Monday, February 11, 2013

Silicon Valley's Startup Culture Vs. Employment Law

Silicon Valley's entrepreneurial spirit embraces a free-wheeling startup culture. Few rules animate these typically small firms, whose key employees essentially disdain boundaries and imagine social laws apply only to others. This atmosphere and belief system occasionally creates legal and moral issues for the enterprise founders, principal investors, management, and yes, the "staff."

Keith Rabois
(photo: NY Daily News)
A case in point is the recent resignation of Square's Chief Operating Officer Keith Rabois. According to a Reuters story picked up by siliconvaley.com, the COO said auf weidersehen due to a legal contretemps involving an employee with whom Rabois had canoodled for two years. The story suggested that startups and their key assets could essentially do, say, or suggest anything to anybody on the staff at any time. It was as open and as vulgar as a frat house on a drinking binge, or as dangerous as a physical game of "truth or dare."

The story didn't really pinpoint Silicon Valley's all-male executive suites as a cause of these behaviors. Yet, it's hardly a secret that the tech world is the boy's club, filled with young guns who've made money too easily and too quickly. They sometimes come from environments where privilege quickly translates into repellent actions taken without consideration for their consequences. The movie The Social Network, spotlighting the actions of Facebook's Mark Zuckerberg, shows Harvard's arrogant, implicit encouragement of entitlement. In that respect, Silicon Valley companies aren't greatly different than that Athens on the Charles.

What's most off-putting is the current American idealization of Silicon Valley's lack of ethos, I suppose.  "Creativity," "innovation," and "progress" apparently make objectionable behavior by very intelligent, ambitious under-25-year-old men acceptable. Behind this sleazy facade is not sexual drive as much as a drive for power and status. These young 'uns, intoxicated with their uninhibited use of control, become behavioral monsters or tricksters, such as the Sean Parker character Justin Timberlake so convincingly portrayed in The Social Network.

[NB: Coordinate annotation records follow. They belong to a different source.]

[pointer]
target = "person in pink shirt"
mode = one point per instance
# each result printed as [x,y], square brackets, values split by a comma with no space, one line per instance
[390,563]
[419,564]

The Reuters piece mentions other activities, such as whitewater rafting, that had to be curtailed once a startup approached a significant financial scale and staff size. There was a sense of melancholy as small enterprise owners realized those "exciting" team-building activities were fraught with legal peril. The owners also realize employees might prefer getting paid via a lawsuit than through a problematic IPO. That is also the time when Silicon Valley's libertarian zillionaires discover they live in a land of laws, and not in a self-created nation of one-man rule.